The work universe bubble at home
A senior colleague once likened the transition from the former to the latter as “escape velocity”: the difference between milling around on the launchpad with too much fuel (ambition/ideas) and not enough hardware (the rocket ship and crew that will actual propel you into a stable orbit). It’s a brilliant metaphor, which he presented to me after the disappointing news that my major fellowship interview had not been successful.
At that moment, more than a decade ago now, I was despondent, on temporary contracts and about to enter into a massive teaching commitment to earn my keep at the university – a teaching commitment that I still bear. Although it was a long time ago, I still recall the mix of emotions: relieved that at least I could carry on taking home an academic salary and trying to grow my lab, but wondering how on earth I would manage to succeed with such little protected research time – research time I had to actively buy out from my multiple grants, all stitched together to create a day or two a week.
Fast forward to now, and the good news is that everything turned out for me. Against the odds, I managed to craft enough competitive grant funding to secure my salary and to hire a sizeable team long-term. I’ve maintained a group of between 5-7 people ever since, alongside my own salary buyout, through a combination of very hard work and not a little luck. Collaborations turned out to be key: when I stopped acting like a lone wolf and started seeking out like-minded individuals, more opportunities opened up. Today, I operate within a small but close-knit group of collaborators who share my values, interests and (unexpectedly importantly) sense of humour and fun*, and who also embody a Venn diagram of complementary and unique skill sets.
(*One of my colleagues, who I consider especially wise, once told me that they had long ago resolved never to work with people who did not bring them joy or could not share a laugh. I promptly adopted this as my new mantra and have never looked back. Life is, frankly, too short to work with assholes. These I have shed with the utmost relish.)
I am now privileged to act as a mentor to more junior scientists who are where I was a decade or so ago. They, too, often feel despondent and pessimistic about their chances. Sometimes, like I did, they think about bailing out of the profession altogether.
I, personally, have done the experiment. It’s rather inferior to a randomised control trial, as there is no “control me” who took alternative paths. Instead the study design is what is known as a longitudinal “crossover”: I have been a scientist, and left research for publishing, and returned. It is not perfect, but I know that when I clipped my wings and tried to bow out of science, I had a more stable life, but I was ultimately unhappy. And I quite soon realised that I had made a grave mistake. Returning to research made my life more difficult in some ways, but also, overwhelmingly, more fulfilling and happy.

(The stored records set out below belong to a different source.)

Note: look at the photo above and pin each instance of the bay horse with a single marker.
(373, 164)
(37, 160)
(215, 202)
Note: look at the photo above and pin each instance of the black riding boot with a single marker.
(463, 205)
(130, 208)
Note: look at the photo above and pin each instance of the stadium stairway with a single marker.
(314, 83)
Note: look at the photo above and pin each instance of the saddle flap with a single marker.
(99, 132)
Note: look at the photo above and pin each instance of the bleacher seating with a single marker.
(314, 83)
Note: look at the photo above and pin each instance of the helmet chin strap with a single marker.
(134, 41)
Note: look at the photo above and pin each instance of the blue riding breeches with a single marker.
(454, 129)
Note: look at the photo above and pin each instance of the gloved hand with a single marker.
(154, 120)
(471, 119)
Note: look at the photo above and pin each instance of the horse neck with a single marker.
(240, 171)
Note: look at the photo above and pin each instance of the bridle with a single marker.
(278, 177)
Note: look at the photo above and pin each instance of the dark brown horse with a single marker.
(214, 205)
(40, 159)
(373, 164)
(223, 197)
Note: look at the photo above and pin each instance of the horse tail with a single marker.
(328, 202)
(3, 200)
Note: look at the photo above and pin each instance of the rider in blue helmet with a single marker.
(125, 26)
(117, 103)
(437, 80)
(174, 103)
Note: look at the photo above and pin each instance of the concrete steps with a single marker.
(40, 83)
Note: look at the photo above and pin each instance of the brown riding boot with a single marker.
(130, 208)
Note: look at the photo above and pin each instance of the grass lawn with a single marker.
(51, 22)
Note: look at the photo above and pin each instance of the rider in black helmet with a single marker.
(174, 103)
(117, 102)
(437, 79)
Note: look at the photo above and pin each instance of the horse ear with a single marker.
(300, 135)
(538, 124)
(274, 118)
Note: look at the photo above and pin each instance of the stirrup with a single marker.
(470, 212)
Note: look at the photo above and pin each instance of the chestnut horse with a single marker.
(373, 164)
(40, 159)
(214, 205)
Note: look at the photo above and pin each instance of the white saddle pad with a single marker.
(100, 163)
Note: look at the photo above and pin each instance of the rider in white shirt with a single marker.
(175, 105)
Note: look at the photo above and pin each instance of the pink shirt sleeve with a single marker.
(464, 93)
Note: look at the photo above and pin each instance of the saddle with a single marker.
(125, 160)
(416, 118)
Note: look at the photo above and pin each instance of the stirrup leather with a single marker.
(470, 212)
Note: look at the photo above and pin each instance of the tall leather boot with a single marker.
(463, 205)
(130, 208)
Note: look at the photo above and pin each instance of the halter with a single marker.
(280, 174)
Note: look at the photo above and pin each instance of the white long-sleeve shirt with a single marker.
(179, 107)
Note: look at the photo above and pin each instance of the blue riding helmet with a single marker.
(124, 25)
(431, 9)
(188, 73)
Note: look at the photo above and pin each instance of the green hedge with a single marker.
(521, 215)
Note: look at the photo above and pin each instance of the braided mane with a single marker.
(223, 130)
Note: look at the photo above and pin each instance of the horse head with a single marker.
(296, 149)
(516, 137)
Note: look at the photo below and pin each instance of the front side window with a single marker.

Revisiting the original question, what does it takes to raise an independent scientist? I think the most important thing has less to do with intellect and resilience, and more to do with home environment. Succeeding at academia is very difficult if you do not have a supportive home life and good work-life balance. I have been blessed with a family who understands my need to travel and to work hard. Although I sometimes feel guilty when I have to fly away, work late or spend time on my computer on the weekends, this guilt is entirely self-inflicted: nobody ever makes me feel that I am not doing enough, and we have wonderful experiences working around my constraints. I even have time to pursue my hobbies, albeit on a rather restricted schedule: making music, learning languages, writing, sketching, ham radio, gardening. As a result, my home life is grounded and fulfilling, yet I still manage to get everything done.
But it’s not just about a permissive and supportive home life. None of this would be possible without the lab team behind me. The more senior members look after the more junior members, and all of them keep the lab running effortlessly without me needing to intervene much, or sometimes even to think about it. The older members hand over to the newer ones to ensure continuity. For this, I am eternally grateful: a village, indeed.
There is, of course, a gap between the “team of one” and the fully functional team that even the most supportive family or home life cannot bridge. For this, only the luck of a few successful grants can really fill that gap, rewarding you with the team who will shoulder the quotidian load and free yourself for more advanced tasks like publishing papers and dreaming up more grants.
Escape velocity.
And the secret formula? Engaging with collaborators and submitting as many grants as humanly possible – meaning that for a time (months? years?) your own work-life balance will invariably suffer.
Whether it is ultimately worth it depends on the outcome, and the temperament of the individual in the midst of their own particular career experiment. For me, it was: for others, it may not.
Sometimes you just have to do the experiment.